If I were asked to suggest ways to improve Christian television in
this new era, I would list the following:

1. Support it with advertising, not donations. Who said Christian
programming has to be donor-funded? I´d rather watch ads for
steak knives or dietary supplements than endure two hours of
begging-especially when the slick-haired evangelist running the
telethon reminds you of a used-car salesman.

2. Prosperity preaching shouldn´t be allowed. Networks need to
declare a moratorium on sermons that promise magical monetary
benefits to people who "call now" to give a credit card donation.
This type of merchandising of the anointing of the Holy Spirit
grieves God and drags Christian TV down to the level of scam

3. Preachers-and their doctrines-should be more carefully
screened. Christian networks should not air programs by ministers
who have questionable morals. If we wouldn´t allow that person in
our church´s pulpit, why would we let them preach in front of
millions on the air?

4. Donors should never be manipulated. If there is an appeal for
donations, there should be no hanky-panky allowed. Don´t tell
people that if they give tonight, God will give them a house. Don´t
promise that God will heal their bodies if they sow a "$1,000 seed."
And don´t tell viewers that if they give in this special "Day of
Atonement offering," God will forgive their sins. This is witchcraft!
Shame on any broadcaster who has allowed this garbage to
deceive audiences.

5. Money should never be misused. TBN makes millions in
donations every year-and the network has donated some of the
funds to charitable causes. But why is it that broadcasters like
Paul and Jan Crouch had to purchase lavish homes, a private jet
and an enormous trailer for their dogs? Donors should demand
more accountability for financial contributions.

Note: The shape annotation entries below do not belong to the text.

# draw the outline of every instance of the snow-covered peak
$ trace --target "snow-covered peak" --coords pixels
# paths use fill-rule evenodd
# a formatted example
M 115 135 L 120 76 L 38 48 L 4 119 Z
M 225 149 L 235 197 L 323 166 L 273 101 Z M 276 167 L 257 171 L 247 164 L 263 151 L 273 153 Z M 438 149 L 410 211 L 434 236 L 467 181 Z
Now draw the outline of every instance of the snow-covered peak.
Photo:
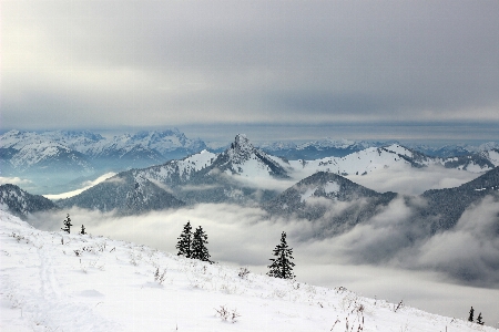
M 242 276 L 79 235 L 81 224 L 72 221 L 71 234 L 49 232 L 0 211 L 2 331 L 496 331 L 344 287 Z
M 255 147 L 246 137 L 246 135 L 238 134 L 235 137 L 234 143 L 231 144 L 227 154 L 233 163 L 243 163 L 244 160 L 251 158 L 254 152 Z
M 404 146 L 401 146 L 399 144 L 388 145 L 388 146 L 385 147 L 385 149 L 387 149 L 389 152 L 394 152 L 397 155 L 406 156 L 406 157 L 409 157 L 409 158 L 413 158 L 413 155 L 414 155 L 410 149 L 408 149 L 407 147 L 404 147 Z

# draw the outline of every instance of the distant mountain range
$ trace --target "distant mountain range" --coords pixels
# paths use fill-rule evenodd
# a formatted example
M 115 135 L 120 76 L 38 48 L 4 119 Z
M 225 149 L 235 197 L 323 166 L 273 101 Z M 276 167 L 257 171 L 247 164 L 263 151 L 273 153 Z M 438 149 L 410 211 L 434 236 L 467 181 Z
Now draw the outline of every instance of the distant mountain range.
M 223 153 L 204 149 L 183 159 L 122 172 L 55 205 L 12 185 L 2 186 L 0 197 L 2 207 L 23 216 L 57 207 L 138 215 L 200 203 L 261 206 L 269 216 L 322 220 L 324 227 L 316 236 L 326 237 L 369 220 L 396 197 L 403 197 L 365 188 L 345 178 L 346 174 L 436 164 L 471 172 L 487 170 L 460 187 L 428 190 L 421 195 L 427 204 L 415 205 L 415 220 L 428 234 L 435 234 L 451 229 L 462 212 L 485 196 L 499 199 L 498 155 L 497 151 L 489 151 L 487 155 L 480 155 L 482 159 L 471 156 L 439 158 L 393 144 L 344 157 L 287 160 L 268 155 L 246 136 L 237 135 Z M 284 191 L 265 185 L 279 180 L 295 185 Z M 404 199 L 410 204 L 410 197 Z
M 52 200 L 40 195 L 31 195 L 16 185 L 0 186 L 0 209 L 27 219 L 29 215 L 47 210 L 58 210 Z
M 104 138 L 81 132 L 20 132 L 0 136 L 3 174 L 72 169 L 85 174 L 95 169 L 146 167 L 197 153 L 206 145 L 190 139 L 179 129 L 140 132 Z

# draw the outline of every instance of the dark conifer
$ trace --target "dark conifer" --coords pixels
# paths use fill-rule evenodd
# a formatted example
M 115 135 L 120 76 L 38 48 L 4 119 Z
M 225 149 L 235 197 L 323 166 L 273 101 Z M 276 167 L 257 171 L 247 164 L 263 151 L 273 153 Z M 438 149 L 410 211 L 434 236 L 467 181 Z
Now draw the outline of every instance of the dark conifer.
M 469 310 L 468 322 L 473 321 L 473 314 L 475 314 L 475 309 L 471 307 L 471 309 Z
M 62 221 L 62 222 L 64 222 L 64 227 L 61 228 L 61 230 L 67 231 L 68 234 L 70 234 L 71 232 L 71 226 L 73 226 L 73 224 L 71 224 L 71 218 L 69 217 L 69 214 L 68 214 L 68 217 L 65 217 L 65 220 Z
M 483 325 L 483 321 L 482 321 L 482 318 L 481 318 L 481 312 L 477 317 L 477 324 Z
M 293 279 L 293 267 L 295 263 L 291 261 L 293 258 L 293 248 L 287 247 L 286 232 L 283 231 L 281 235 L 281 245 L 277 245 L 274 249 L 274 256 L 276 258 L 271 258 L 272 264 L 268 266 L 271 271 L 267 276 L 282 278 L 282 279 Z
M 176 255 L 179 256 L 185 256 L 186 258 L 191 258 L 192 256 L 192 227 L 191 221 L 187 221 L 187 224 L 184 225 L 184 230 L 182 231 L 181 236 L 177 238 L 179 242 L 176 243 L 175 248 L 179 249 L 179 252 Z
M 204 232 L 203 228 L 200 226 L 196 228 L 194 232 L 194 237 L 192 239 L 192 256 L 191 258 L 198 259 L 202 261 L 207 261 L 212 263 L 210 260 L 210 253 L 206 248 L 207 245 L 207 235 Z

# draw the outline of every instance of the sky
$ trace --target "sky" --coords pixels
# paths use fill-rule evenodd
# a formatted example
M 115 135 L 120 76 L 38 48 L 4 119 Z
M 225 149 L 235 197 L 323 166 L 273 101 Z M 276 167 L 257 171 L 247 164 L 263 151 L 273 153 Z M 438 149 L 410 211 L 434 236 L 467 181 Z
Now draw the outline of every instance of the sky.
M 1 4 L 2 131 L 493 141 L 498 91 L 495 0 Z

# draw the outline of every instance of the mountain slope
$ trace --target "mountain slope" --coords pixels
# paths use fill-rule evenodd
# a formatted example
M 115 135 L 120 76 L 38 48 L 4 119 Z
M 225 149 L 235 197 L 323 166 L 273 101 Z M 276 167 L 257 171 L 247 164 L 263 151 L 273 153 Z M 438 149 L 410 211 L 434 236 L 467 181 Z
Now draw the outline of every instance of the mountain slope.
M 2 331 L 495 331 L 407 305 L 394 310 L 342 287 L 241 278 L 234 268 L 145 246 L 40 231 L 3 211 L 0 243 Z
M 333 173 L 319 172 L 263 204 L 263 208 L 274 216 L 323 218 L 326 229 L 316 236 L 328 237 L 368 220 L 396 196 L 395 193 L 376 193 Z M 339 207 L 338 201 L 347 205 Z
M 81 207 L 118 215 L 139 215 L 177 208 L 185 204 L 156 184 L 132 172 L 120 173 L 71 198 L 58 200 L 61 207 Z
M 164 191 L 162 195 L 173 195 L 190 205 L 198 203 L 254 205 L 268 200 L 277 193 L 261 189 L 244 180 L 288 178 L 287 170 L 283 166 L 253 147 L 243 135 L 237 135 L 232 146 L 218 155 L 202 151 L 181 160 L 170 160 L 163 165 L 121 173 L 118 177 L 124 180 L 108 179 L 59 204 L 89 209 L 98 207 L 106 211 L 118 209 L 122 214 L 145 211 L 145 205 L 142 209 L 130 209 L 119 200 L 132 195 L 133 184 L 139 183 L 144 190 L 149 188 L 151 193 L 157 194 Z M 99 201 L 98 197 L 103 195 L 113 198 L 104 199 L 105 203 Z M 176 206 L 172 204 L 171 207 Z M 164 207 L 169 208 L 170 205 L 165 204 Z
M 27 219 L 33 212 L 59 209 L 50 199 L 31 195 L 10 184 L 0 186 L 0 207 L 21 219 Z
M 431 232 L 447 230 L 456 226 L 469 206 L 489 195 L 499 204 L 499 167 L 456 188 L 425 191 L 422 197 L 428 205 L 419 212 L 430 224 Z

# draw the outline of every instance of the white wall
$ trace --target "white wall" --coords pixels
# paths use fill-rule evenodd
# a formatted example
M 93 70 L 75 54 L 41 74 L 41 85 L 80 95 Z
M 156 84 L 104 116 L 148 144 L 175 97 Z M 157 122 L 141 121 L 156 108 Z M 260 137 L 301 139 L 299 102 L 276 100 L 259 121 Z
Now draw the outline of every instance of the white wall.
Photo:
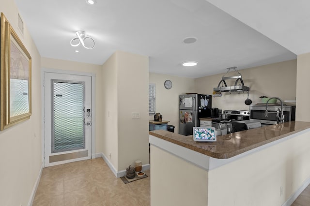
M 310 53 L 297 56 L 296 118 L 299 121 L 310 121 Z
M 279 133 L 283 128 L 274 129 L 272 132 Z M 285 205 L 289 205 L 293 195 L 310 182 L 310 135 L 308 129 L 229 162 L 206 158 L 204 165 L 226 162 L 209 171 L 160 148 L 160 141 L 154 141 L 151 205 L 280 206 L 287 201 Z M 174 151 L 186 153 L 184 147 L 176 147 L 180 148 Z
M 0 1 L 3 12 L 32 58 L 30 119 L 0 132 L 0 205 L 27 205 L 40 169 L 41 107 L 40 59 L 25 23 L 17 28 L 18 9 L 11 0 Z
M 261 102 L 260 96 L 279 97 L 282 100 L 295 100 L 296 97 L 296 60 L 291 60 L 260 67 L 238 70 L 242 75 L 245 86 L 250 88 L 249 98 L 252 104 Z M 208 76 L 195 79 L 196 92 L 212 94 L 213 88 L 217 87 L 224 74 Z M 230 72 L 225 76 L 234 76 Z M 227 80 L 227 86 L 234 85 Z M 231 82 L 229 84 L 229 82 Z M 233 94 L 223 92 L 222 97 L 212 98 L 212 107 L 225 109 L 248 110 L 245 104 L 246 92 Z M 288 103 L 288 105 L 289 104 Z
M 310 132 L 303 133 L 209 171 L 208 205 L 282 205 L 310 180 Z
M 170 89 L 164 87 L 167 79 L 172 83 Z M 155 112 L 163 116 L 163 120 L 170 121 L 168 124 L 174 125 L 174 132 L 178 133 L 179 95 L 196 92 L 194 79 L 150 73 L 149 81 L 156 85 Z M 154 116 L 149 116 L 149 120 L 154 120 Z

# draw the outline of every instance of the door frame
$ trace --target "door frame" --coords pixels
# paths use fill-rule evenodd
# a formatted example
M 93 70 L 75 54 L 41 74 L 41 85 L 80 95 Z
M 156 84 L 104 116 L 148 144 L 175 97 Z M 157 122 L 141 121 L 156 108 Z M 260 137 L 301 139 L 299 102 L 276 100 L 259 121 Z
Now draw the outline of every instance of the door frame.
M 94 159 L 96 158 L 95 150 L 95 119 L 96 119 L 96 111 L 95 107 L 95 81 L 96 75 L 93 73 L 89 73 L 82 72 L 77 72 L 74 71 L 62 70 L 55 69 L 48 69 L 43 68 L 41 69 L 41 147 L 42 147 L 42 161 L 43 164 L 43 168 L 45 167 L 45 136 L 44 135 L 45 124 L 44 124 L 44 73 L 57 73 L 60 74 L 73 74 L 73 75 L 80 75 L 83 76 L 90 76 L 92 79 L 91 89 L 92 89 L 92 135 L 91 141 L 92 145 L 91 148 L 91 158 Z

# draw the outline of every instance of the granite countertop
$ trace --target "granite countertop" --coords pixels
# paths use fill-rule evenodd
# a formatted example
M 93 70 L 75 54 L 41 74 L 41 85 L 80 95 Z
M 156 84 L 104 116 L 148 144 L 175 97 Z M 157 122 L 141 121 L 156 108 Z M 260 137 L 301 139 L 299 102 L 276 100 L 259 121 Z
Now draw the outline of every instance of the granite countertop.
M 228 159 L 309 128 L 310 122 L 287 122 L 218 136 L 216 142 L 210 143 L 195 142 L 192 135 L 164 130 L 149 133 L 214 158 Z
M 204 120 L 207 121 L 212 121 L 213 118 L 199 118 L 199 119 Z

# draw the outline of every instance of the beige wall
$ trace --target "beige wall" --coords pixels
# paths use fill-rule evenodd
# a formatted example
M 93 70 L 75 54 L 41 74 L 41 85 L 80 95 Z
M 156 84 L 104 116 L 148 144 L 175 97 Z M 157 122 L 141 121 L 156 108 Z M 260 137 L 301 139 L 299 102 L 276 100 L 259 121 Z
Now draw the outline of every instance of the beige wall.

6. It should be relevant to today´s culture. Young Christians today
care about justice, world poverty and community transformation.
They also want teaching on relationships, sexuality and practical
discipleship. Christian TV must move beyond the talking-head
style of the 1980s. If we want to appeal to young viewers, the
false eyelashes, pink fright wigs and "Granny hootenanny" music
will have to go.

7. Network owners should not set up broadcasting kingdoms.
Some leaders in the past generation believed that ministries are
like dynasties-that God expects the founder´s son to run it when
he dies. But there is nothing in Scripture that even hints at
ministries being passed down through family lines. God entrusts
His work to faithful people-and He expects us to manage
ministries with integrity, humility and accountability. Many of the
disasters we have seen in American televangelism occurred
because men thought they could take ownership of the work of God.

My prayer for TBN-and every other Christian television network
in this country-is that ministry leaders will take their hands off
of God´s work and let Him use broadcast technology in new and
creative ways to reach the world for Christ.